Le calendrier. Faut-il maintenir la désignation du candidat qui figurera sur le bulletin de vote de la présidentielle à la fin novembre, comme prévu ? Ou se donner le temps de la réflexion supplémentaire pour départager les candidats déclarés, cinq connus (Marie-George Buffet, José Bové, Clémentine Autain, Patrick Braouezec, Yves Salesse) et quatre militants locaux ? En séance, les tenants de l’une ou l’autre solution ont fait valoir leurs arguments. Moins franchement toutefois que certains, lors des pauses. Isabelle Barthélémy ne pense pas que la désignation du candidat soit une urgence. Partisane d’entrer en campagne « toute de suite » pour « faire savoir, en multipliant les débats sur le terrain, qu’il existe une autre alternative que l’UMP ou les socialistes », elle attend beaucoup des élections internes au PS même si ce ne doit pas être, selon elle, une échéance paralysante. « Proclamer notre candidat en janvier, après les primaires de l’UMP, serait l’idéal, à mon sens », conclut-elle. Raphaël Brasseur pense également que le résultat des primaires au PS pourra être déterminant pour la suite de la campagne des candidatures unitaires : « Si Laurent Fabius n’est pas choisi, ce sera à lui de venir vers nous. Dans cette optique, il me semble fort possible que le groupe de Jean-Luc Mélenchon converge également vers nous. » Attendre le PS serait une erreur, estime au contraire Romain Véron : « Il faut entrer en campagne au plus vite et être présent dans les grands médias, car je ne pense pas que les médias alternatifs suffiront à relayer notre programme et la candidature unitaire. » Pour une désignation rapide, Dominique Poupard constate : « Nous sommes bloqués par la non-réponse à cette question sur le terrain. De nombreuses personnes à Cholet attendent de savoir qui sera le candidat pour nous rejoindre. »
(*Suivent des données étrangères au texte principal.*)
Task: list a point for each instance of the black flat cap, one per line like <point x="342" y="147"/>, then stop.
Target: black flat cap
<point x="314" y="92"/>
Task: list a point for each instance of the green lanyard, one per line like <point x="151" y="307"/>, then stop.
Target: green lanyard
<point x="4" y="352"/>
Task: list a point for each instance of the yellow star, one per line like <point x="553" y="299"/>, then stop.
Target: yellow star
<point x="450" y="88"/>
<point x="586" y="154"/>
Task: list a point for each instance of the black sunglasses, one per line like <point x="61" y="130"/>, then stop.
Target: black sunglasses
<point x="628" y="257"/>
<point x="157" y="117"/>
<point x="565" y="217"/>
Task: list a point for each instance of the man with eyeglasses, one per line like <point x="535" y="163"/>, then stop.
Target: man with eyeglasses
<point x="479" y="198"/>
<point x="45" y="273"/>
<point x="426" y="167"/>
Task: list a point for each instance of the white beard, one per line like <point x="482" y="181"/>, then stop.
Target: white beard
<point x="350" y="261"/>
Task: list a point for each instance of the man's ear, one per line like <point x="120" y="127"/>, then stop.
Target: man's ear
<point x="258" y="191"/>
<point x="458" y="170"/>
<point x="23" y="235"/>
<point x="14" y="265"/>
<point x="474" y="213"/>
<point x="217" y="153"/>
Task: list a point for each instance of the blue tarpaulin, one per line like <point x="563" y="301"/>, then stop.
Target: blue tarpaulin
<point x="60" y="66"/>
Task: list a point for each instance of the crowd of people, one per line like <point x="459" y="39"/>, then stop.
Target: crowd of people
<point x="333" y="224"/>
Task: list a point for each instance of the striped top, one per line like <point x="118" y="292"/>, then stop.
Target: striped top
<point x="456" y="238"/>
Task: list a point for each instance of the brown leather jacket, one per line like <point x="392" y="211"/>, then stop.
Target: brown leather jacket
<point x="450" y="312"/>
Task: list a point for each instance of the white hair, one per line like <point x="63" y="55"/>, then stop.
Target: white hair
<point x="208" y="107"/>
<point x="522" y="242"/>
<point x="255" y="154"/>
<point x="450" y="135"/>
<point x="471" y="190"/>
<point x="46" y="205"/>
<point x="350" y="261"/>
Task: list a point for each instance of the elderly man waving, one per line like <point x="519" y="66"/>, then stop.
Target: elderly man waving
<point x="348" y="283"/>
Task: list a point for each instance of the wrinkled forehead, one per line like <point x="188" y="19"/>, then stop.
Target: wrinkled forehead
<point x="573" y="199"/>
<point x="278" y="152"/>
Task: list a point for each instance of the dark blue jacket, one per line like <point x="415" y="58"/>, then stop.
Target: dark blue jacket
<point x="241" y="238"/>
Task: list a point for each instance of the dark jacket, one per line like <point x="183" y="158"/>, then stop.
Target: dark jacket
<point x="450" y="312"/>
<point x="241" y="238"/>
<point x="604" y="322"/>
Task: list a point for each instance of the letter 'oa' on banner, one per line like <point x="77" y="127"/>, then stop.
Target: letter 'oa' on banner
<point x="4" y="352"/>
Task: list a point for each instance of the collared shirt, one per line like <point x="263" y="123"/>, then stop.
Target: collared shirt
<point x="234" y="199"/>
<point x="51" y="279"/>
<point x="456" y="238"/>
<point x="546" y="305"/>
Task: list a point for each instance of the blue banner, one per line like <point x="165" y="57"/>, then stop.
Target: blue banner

Le Collectif d’initiative national doit trancher dans les jours qui viennent. Un petit report est envisagé. La prochaine réunion nationale des collectifs qui désignera le candidat à la présidentielle pourrait se tenir dans la première quinzaine de décembre. D’ici là, la campagne devrait démarrer, collectivement. Un grand meeting unitaire est prévu le 6 novembre au Mans.